Say your current house is worth Rs 1.5 crore and the loan outstanding is Rs 50 lakh. Will you sell this house and move to another one available at Rs 50 lakh? If yes, you generate a surplus of Rs 50 lakh, which can be invested in various instruments to create wealth. But in all likelihood, people will not move out of their primary residence just because the property value has gone up.
Vehicles: These usually cost a lot, but the value reduces drastically the minute it is out of the showroom. It is a depreciating asset. If you decide to sell it within a few years of purchase, you will not even be able to cover your loan. So, for all practical purposes, the value of the vehicle in your asset column will not add much to your personal wealth or networth.
Investments: Your investments in stocks and mutual funds will add tremendous value to your assets. As these are volatile, you should take its value at 70 per cent or less in your networth calculations. Bonds (if held till maturity) give stable returns, so you can take these at current value. These are safe, so there is little chance of the value being eroded.
Precious metals have been very stable over long periods. The current spike in the prices of gold and silver is unprecedented.
The real value of precious metals will be affected by the form you hold these in. The value of jewellery will be less than the same amount of metal held in bars/coins, which will be less than the value if held in the form of exchange traded funds.
In terms of liabilities, people usually tend to neglect the loans outstanding on their credit cards and also amounts they owe to friends or relatives.

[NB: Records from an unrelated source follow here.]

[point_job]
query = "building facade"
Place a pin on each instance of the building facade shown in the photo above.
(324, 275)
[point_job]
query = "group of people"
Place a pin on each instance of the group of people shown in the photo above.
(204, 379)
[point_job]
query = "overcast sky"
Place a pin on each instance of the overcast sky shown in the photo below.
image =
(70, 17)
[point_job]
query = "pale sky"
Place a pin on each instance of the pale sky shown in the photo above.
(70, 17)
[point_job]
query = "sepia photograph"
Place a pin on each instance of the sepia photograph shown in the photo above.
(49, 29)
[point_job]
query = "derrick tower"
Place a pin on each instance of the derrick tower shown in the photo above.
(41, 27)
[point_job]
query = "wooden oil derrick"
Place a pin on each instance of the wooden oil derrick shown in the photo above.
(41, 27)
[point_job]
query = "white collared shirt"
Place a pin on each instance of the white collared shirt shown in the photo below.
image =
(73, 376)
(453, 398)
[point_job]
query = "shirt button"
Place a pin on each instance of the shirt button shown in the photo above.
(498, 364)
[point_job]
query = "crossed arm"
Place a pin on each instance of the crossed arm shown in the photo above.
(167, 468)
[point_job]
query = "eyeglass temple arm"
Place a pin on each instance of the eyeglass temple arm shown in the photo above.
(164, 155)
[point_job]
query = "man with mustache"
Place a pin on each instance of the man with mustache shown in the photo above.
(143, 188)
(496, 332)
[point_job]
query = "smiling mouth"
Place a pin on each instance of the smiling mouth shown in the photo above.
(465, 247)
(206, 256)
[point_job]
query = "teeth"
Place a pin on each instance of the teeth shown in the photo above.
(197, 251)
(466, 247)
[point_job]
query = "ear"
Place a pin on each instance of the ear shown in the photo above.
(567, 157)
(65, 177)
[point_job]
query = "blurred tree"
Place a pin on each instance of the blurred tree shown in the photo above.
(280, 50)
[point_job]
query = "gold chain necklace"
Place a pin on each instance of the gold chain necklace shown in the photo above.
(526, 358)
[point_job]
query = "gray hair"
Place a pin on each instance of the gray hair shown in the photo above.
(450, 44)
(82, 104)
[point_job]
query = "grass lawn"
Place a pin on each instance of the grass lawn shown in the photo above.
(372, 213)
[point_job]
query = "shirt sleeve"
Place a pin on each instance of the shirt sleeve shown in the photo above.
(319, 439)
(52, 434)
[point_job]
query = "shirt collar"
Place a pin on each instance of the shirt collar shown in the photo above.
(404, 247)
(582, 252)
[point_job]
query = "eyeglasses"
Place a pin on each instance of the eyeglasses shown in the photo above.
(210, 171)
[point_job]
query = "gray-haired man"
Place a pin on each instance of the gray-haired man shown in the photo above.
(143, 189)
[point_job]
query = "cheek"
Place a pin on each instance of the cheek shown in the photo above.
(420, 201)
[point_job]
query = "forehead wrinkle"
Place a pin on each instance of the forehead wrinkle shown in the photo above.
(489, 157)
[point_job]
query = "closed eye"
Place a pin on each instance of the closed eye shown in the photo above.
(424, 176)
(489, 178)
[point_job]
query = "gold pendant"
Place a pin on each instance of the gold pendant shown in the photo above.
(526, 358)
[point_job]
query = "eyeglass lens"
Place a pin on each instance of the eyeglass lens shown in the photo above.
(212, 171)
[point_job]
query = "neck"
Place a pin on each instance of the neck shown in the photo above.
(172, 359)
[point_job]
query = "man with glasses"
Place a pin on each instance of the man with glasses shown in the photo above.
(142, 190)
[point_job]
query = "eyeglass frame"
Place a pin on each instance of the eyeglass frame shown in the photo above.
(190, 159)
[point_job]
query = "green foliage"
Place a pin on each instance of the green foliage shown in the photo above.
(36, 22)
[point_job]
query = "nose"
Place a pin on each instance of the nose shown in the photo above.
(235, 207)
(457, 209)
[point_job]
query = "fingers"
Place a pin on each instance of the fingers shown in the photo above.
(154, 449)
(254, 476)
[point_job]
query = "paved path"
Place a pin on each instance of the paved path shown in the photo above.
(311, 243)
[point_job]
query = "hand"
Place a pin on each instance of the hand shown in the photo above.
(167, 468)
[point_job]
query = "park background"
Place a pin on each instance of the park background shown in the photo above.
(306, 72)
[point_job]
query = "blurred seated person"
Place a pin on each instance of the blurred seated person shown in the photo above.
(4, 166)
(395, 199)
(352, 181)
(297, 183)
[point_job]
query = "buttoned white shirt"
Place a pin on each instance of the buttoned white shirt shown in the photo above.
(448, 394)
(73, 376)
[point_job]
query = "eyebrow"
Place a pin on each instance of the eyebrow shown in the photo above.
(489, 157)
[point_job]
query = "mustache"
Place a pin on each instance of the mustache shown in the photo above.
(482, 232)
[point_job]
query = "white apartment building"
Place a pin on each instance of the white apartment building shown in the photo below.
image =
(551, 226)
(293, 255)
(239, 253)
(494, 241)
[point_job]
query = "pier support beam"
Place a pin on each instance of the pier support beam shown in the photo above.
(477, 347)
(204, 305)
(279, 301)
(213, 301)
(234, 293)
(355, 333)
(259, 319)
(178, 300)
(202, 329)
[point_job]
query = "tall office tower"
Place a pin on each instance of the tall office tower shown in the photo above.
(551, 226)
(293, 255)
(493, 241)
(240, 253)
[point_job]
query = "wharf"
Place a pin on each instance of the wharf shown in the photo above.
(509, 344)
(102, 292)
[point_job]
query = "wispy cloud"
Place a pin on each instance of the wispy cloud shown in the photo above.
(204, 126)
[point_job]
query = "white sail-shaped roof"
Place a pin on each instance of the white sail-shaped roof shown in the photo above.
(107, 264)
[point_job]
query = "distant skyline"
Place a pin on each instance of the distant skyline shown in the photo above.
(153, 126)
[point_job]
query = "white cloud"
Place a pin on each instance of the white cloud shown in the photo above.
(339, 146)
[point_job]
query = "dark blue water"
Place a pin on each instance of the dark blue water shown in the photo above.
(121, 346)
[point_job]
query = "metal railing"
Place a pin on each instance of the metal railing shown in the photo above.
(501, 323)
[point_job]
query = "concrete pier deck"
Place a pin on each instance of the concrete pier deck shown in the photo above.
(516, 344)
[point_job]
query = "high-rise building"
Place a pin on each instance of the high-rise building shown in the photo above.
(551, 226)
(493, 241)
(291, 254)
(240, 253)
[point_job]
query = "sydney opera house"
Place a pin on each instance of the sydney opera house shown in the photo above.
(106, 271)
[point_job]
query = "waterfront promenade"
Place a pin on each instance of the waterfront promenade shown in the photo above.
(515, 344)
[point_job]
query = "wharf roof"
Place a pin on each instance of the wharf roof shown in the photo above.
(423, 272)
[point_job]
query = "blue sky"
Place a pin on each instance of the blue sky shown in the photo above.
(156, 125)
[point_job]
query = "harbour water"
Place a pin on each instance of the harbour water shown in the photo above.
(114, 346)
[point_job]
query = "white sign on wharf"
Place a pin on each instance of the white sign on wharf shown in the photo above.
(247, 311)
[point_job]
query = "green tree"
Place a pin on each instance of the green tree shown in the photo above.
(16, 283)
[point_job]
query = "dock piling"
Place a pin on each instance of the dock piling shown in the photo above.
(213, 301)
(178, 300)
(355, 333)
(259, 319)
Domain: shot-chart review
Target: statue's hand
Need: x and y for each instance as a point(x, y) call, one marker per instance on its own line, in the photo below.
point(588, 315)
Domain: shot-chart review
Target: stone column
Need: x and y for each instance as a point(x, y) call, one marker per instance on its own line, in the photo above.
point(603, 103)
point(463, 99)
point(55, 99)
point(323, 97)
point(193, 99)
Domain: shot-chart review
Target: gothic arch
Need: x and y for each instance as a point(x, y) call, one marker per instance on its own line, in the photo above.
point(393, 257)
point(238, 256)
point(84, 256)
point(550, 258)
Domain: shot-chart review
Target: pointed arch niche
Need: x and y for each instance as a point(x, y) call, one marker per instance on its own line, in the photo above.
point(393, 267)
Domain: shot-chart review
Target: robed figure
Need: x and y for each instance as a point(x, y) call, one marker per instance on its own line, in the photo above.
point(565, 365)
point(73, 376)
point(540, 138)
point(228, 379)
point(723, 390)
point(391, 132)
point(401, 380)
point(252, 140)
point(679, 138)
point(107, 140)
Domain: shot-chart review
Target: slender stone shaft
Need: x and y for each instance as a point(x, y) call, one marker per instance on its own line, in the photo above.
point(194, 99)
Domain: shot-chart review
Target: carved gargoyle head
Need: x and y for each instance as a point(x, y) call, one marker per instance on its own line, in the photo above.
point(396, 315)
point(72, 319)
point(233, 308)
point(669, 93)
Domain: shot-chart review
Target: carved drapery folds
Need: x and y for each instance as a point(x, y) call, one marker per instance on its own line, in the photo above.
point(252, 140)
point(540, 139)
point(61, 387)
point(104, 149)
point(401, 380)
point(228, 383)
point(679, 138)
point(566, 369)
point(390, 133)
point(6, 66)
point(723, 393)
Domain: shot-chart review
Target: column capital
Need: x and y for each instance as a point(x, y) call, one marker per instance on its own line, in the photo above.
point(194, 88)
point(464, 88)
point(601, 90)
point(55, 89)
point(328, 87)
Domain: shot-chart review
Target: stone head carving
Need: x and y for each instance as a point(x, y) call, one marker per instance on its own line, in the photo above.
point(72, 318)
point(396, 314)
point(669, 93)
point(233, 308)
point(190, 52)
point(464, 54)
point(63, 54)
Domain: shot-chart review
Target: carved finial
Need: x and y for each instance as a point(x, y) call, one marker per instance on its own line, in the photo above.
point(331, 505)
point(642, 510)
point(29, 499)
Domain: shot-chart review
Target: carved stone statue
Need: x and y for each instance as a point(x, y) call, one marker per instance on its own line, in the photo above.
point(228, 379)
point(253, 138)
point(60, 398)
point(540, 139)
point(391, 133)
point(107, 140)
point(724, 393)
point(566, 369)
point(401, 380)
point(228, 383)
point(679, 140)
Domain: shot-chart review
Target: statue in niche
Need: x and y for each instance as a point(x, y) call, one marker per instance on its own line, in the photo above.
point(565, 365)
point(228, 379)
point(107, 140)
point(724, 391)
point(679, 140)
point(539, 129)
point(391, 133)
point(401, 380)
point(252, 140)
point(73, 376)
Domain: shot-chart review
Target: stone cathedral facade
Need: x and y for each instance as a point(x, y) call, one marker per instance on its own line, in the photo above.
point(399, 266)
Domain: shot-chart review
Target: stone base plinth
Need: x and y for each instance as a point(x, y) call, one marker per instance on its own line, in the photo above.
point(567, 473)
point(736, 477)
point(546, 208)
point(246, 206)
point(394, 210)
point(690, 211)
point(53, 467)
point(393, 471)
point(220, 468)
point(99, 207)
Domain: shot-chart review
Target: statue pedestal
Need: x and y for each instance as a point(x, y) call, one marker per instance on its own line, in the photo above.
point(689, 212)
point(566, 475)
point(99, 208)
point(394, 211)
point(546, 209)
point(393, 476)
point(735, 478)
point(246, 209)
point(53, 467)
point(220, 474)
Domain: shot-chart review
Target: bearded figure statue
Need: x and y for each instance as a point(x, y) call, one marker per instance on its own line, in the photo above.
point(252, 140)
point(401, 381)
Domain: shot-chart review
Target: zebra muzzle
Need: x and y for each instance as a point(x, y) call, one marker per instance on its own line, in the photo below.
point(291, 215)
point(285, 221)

This can skew the real net worth.
So, how to create real wealth?
The basic idea is to increase your asset side and reduce your liability side. But be sure to invest in income or wealth generating assets. Like, property will create wealth only if it is not your primary residence - it should generate revenues in terms of rents and in the long-term, should be able to generate sufficient capital gains.
For many, this could mean taking a huge home loan. So, take care that you do not over-leverage yourself to create an illiquid asset. In adverse circumstances, if the real estate cycle takes a turn for the worse, your property prices and rental yields may fall while your interest rate on the loan might go up. This will put you in a tight situation in terms of cash flows and in a worse-case scenario, you might have to sell the property at a loss.
Diversify your investments in assets like stocks, bonds and mutual funds to create a solid base for your wealth. Keep investing regularly. Do not take loans to buy consumer goods that do not add to your wealth. Instead, look at accumulating funds to meet your needs.
Try to repay your expensive debts as soon as possible. If the rate on interest on your loan is more than what you can reasonably earn from your investments, then it makes no sense to continue the loan. In such cases, surpluses should be diverted to repay the loan, thus bringing down the liability and increasing the networth. Once the loan is repaid, the surplus can be targeted towards appropriate investments to increase the asset creation.
Review your networth annually. It will give you a fair picture of whether you are moving in the correct direction in planning your finances or not.